Writs of mandamus allow litigants to request appellate review before there is a final judgment in a case. In the original panel decision, the Federal Circuit explains that “[a] writ of mandamus is a ‘drastic and extraordinary remedy reserved for really extraordinary causes.’” In re Google, LLC, 2018 WL 5536478, *1 (Fed. Cir. Oct. 29, 2019) (citation omitted). It then lays out the three requirements for a writ of mandamus:
[f]irst, the petitioner must ‘have no other adequate means to obtain the relief’ desired. Second, the petitioner must show that the ‘right to issuance of the writ is clear and indisputable.’ Third, ‘even if the first two prerequisites have been met, the issuing court, in the exercise of its discretion, must be satisfied that the writ is appropriate under the circumstances.”
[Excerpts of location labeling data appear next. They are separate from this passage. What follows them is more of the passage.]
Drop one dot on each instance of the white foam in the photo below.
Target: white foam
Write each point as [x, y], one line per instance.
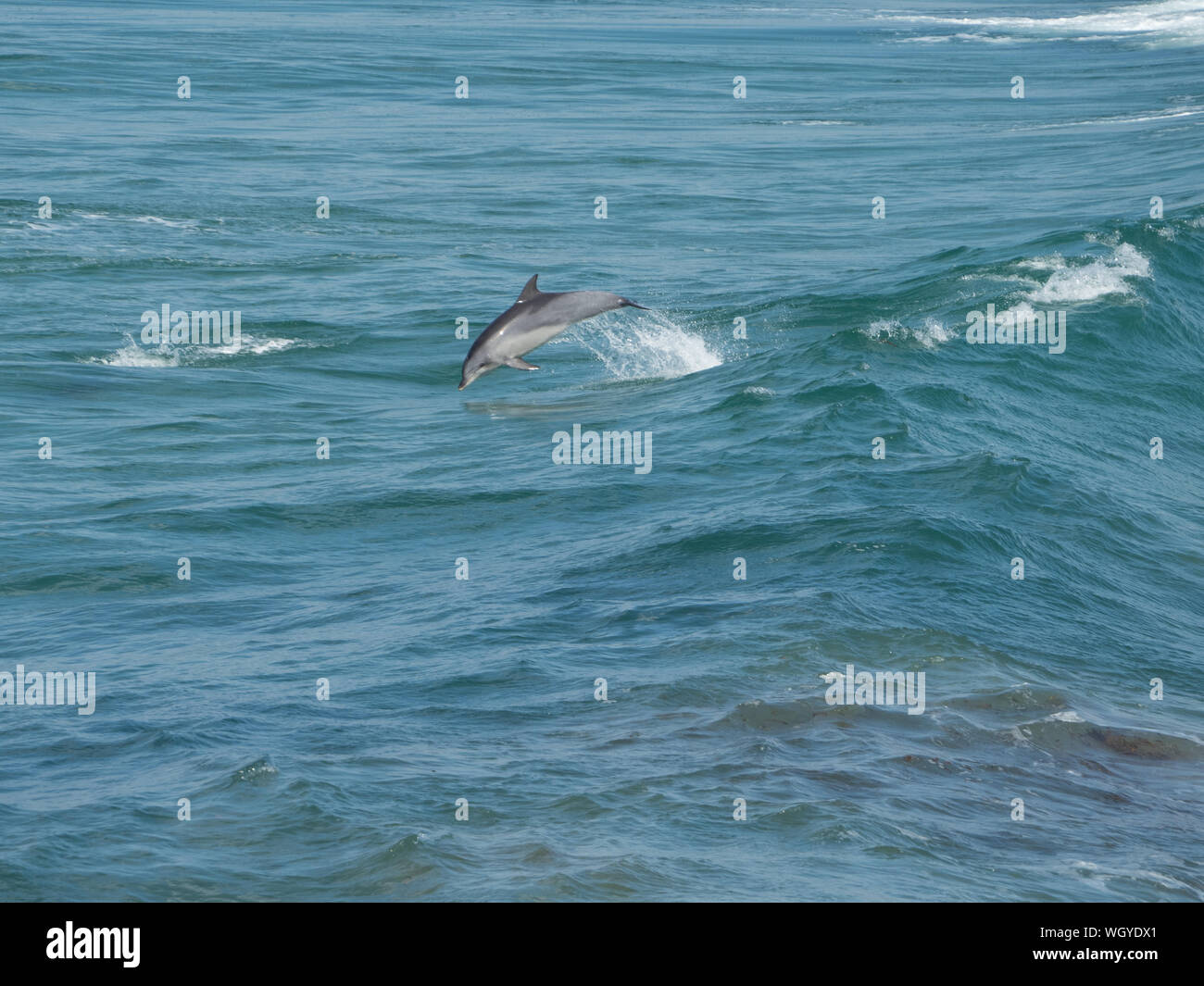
[173, 224]
[1088, 279]
[1151, 117]
[1173, 20]
[133, 354]
[648, 347]
[930, 335]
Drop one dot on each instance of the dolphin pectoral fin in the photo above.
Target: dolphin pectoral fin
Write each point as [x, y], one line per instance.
[519, 364]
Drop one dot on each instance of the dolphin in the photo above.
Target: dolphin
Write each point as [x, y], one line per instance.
[529, 323]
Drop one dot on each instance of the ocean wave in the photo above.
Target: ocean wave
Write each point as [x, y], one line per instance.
[653, 347]
[136, 356]
[930, 335]
[1174, 20]
[1086, 279]
[1151, 117]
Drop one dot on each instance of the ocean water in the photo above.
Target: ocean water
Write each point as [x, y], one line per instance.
[484, 689]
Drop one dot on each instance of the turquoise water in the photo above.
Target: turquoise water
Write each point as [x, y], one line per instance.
[718, 208]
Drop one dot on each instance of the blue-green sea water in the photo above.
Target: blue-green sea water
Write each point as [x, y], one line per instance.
[879, 181]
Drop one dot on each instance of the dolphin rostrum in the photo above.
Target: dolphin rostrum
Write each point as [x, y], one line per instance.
[529, 323]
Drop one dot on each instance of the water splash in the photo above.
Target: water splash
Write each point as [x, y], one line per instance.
[650, 347]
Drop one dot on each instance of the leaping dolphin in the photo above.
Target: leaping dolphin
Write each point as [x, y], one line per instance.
[529, 323]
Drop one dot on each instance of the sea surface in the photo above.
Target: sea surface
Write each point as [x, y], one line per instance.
[324, 690]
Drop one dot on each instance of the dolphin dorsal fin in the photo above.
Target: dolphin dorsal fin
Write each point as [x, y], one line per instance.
[530, 291]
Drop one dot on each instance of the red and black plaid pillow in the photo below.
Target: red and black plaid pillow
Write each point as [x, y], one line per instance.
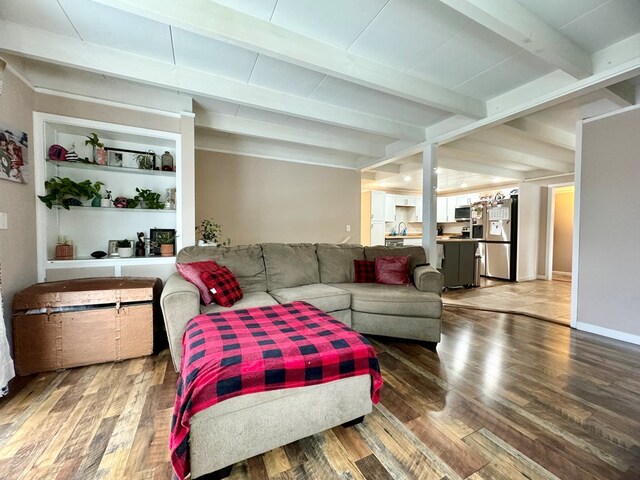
[365, 271]
[223, 285]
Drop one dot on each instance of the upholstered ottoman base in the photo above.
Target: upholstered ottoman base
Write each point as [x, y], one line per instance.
[248, 425]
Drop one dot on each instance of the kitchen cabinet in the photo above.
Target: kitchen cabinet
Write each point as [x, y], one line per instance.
[92, 228]
[377, 233]
[377, 206]
[405, 201]
[412, 241]
[441, 209]
[458, 263]
[389, 208]
[418, 217]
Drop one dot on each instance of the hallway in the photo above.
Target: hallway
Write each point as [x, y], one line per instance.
[547, 300]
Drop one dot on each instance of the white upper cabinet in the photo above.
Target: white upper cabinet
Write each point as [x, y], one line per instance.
[390, 208]
[377, 206]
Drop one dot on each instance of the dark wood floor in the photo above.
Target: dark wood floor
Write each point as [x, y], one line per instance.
[503, 397]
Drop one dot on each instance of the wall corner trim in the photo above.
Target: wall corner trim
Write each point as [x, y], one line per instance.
[607, 332]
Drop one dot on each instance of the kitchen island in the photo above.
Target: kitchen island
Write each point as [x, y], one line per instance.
[458, 264]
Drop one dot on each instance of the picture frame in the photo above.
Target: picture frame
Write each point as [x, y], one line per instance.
[155, 233]
[118, 157]
[112, 249]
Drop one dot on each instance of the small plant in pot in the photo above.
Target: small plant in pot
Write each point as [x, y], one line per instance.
[209, 232]
[99, 153]
[64, 192]
[148, 199]
[125, 250]
[166, 241]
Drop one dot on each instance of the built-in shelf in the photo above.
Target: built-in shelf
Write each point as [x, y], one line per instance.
[107, 168]
[109, 262]
[120, 210]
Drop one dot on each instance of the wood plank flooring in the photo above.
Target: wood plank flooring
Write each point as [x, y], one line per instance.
[503, 397]
[543, 299]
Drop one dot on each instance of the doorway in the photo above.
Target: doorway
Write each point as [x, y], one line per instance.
[560, 228]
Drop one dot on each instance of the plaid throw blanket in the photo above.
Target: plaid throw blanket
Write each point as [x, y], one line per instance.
[245, 351]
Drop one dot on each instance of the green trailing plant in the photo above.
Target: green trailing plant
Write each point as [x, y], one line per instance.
[209, 231]
[150, 198]
[94, 141]
[65, 192]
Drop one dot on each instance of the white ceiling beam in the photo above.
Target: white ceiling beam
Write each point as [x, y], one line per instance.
[450, 163]
[508, 155]
[71, 52]
[216, 21]
[254, 147]
[254, 128]
[514, 22]
[511, 139]
[540, 131]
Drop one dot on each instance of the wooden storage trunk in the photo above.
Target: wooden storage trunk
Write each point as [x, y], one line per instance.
[81, 322]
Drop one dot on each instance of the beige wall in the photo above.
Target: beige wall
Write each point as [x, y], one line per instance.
[563, 229]
[18, 242]
[607, 203]
[258, 200]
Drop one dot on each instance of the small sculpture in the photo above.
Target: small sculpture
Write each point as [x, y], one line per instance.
[140, 245]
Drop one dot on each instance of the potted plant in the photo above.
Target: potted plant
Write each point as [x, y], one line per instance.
[106, 200]
[210, 231]
[64, 192]
[125, 249]
[148, 199]
[165, 240]
[99, 153]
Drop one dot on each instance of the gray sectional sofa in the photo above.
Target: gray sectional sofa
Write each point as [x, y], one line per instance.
[320, 274]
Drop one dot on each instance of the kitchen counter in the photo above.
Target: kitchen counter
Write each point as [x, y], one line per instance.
[411, 235]
[452, 240]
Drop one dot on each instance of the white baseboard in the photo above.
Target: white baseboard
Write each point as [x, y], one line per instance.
[607, 332]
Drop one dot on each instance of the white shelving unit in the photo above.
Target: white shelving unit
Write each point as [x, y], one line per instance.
[90, 228]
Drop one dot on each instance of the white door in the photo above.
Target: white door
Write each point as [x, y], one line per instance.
[389, 208]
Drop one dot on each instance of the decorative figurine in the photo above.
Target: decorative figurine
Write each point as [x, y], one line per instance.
[140, 245]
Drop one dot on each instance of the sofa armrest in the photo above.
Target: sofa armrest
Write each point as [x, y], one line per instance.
[428, 279]
[180, 302]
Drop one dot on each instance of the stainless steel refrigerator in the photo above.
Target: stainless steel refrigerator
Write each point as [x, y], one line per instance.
[496, 228]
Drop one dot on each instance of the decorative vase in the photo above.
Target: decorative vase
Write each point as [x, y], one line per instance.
[100, 155]
[204, 243]
[64, 251]
[167, 161]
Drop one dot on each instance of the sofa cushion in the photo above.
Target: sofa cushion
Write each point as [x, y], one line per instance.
[392, 270]
[365, 271]
[249, 300]
[416, 254]
[336, 261]
[290, 265]
[245, 261]
[192, 272]
[223, 285]
[403, 300]
[324, 297]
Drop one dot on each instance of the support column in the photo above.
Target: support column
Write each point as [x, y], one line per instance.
[429, 201]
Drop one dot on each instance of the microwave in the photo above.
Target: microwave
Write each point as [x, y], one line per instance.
[463, 213]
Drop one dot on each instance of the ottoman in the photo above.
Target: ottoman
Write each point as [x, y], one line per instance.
[255, 379]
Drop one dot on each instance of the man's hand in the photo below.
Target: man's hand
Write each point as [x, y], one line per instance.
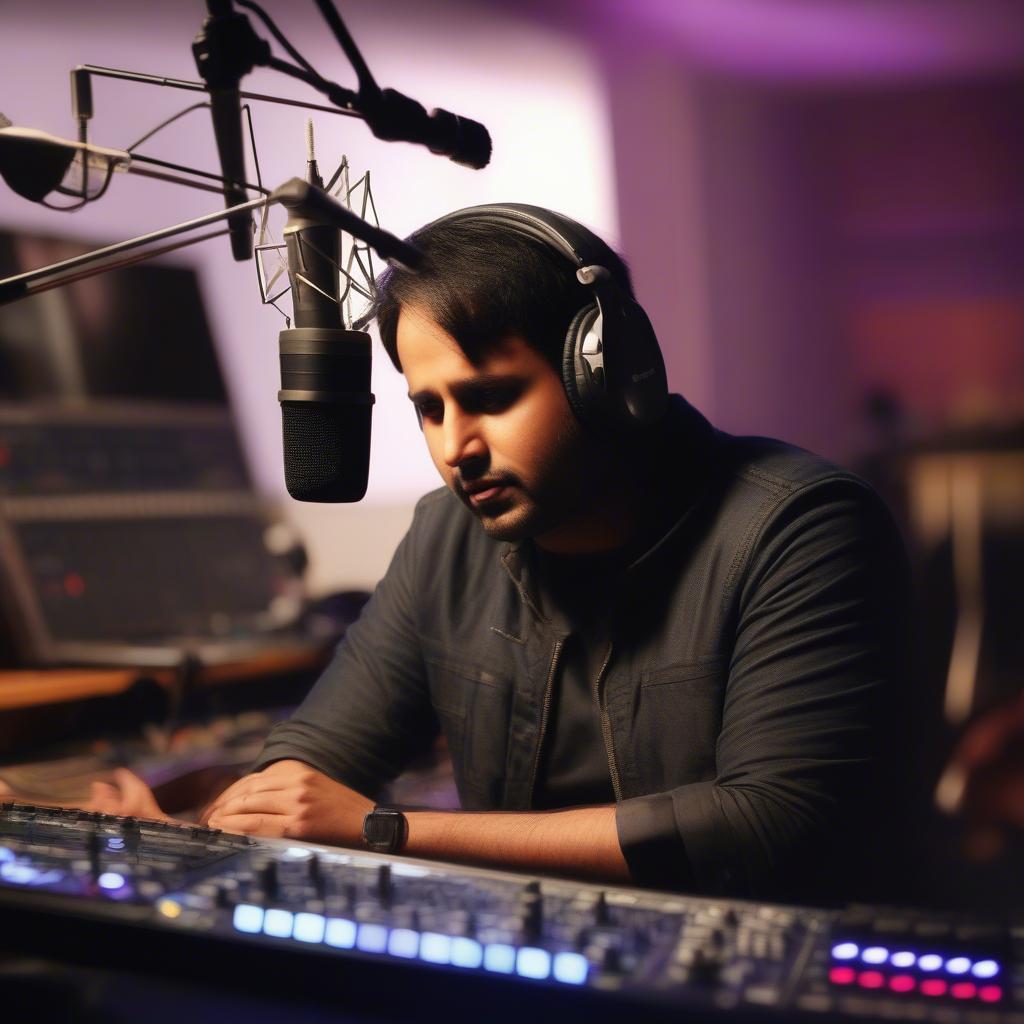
[130, 798]
[290, 800]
Id. The court reminds us that “a post-judgment appeal generally is an adequate remedy for asserted §1400(b) violations.” Id. at *2. But mandamus can be available “in certain exceptional circumstances” in order to assure proper judicial administration. Id.
According to the majority, those circumstances do not exist in Google’s case—the issue needs to continue to percolate at the district court level. The court states that Google “failed to show that the district court’s ruling implicates the ‘special circumstances justifying mandamus review of certain basic, unsettled, recurring legal issues over which there is considerable litigation producing disparate results.’” Id. The court points to the small number of cases dealing with this issue at the district court level, and says that the “extraordinary remedy of a writ of mandamus is not currently warranted.” Id. at *3.
Judge Reyna’s dissents present an entirely different picture. I found his reasoning relating to the Court’s supervisory and instructional duties compelling, as well as his identification of a growing trend of suits against Google in the Eastern District of Texas. He warns that the court’s decision here weakens the Federal Circuit’s Writ of Mandamus jurisprudence. Part of the role of mandamus is to ensure “proper judicial administration.” The Federal Circuit also has a special role of supervision of lower courts on patent issues because of its exclusive subject-matter jurisdiction. By failing to issue the writ, the court allows a question to remain open that affects many technology companies and where they can be sued. Judge Reyna notes that a large technology company may own equipment in all jurisdictions, potentially subjecting it to nation-wide venue, which is not in line with Supreme Court jurisprudence.
As to the majority’s “percolation” principle, Judge Reyna states that “there is no principled reason to wait for these questions to ‘percolate’ further among districts . . . I see no justification for us to sit idly by while uncertainty builds and litigants and courts expend their resources on issues that we could have provided guidance on here.” Id. at *4. In fact, Judge Reyna reviewed the Eastern District of Texas docket and identified a growing trend of suits against Google—thirty-four new suits from October 29, 2018 when the panel denied the petition for mandamus until February 1, 2019.
Certainly, any adverse decision at the trial level can feel to the litigant like it should meet the mandamus standard because of the resources that they must spent before getting a final, appealable decision. Google now will litigate this case and possibly a large number of others in the Eastern District of Texas, with the possibility that a later appellate decision will find that venue was improper the entire time. While mandamus is supposed to be an extraordinary remedy, this seems like precisely the scenario where it makes sense. Of course, it’s hard to muster much sympathy for a resource-rich company like Google having to pay more in legal fees, but the current uncertainty on the venue question needs settling. And I’m sure to tech companies, the sooner the better. Unfortunately for them, the Federal Circuit decided they can wait.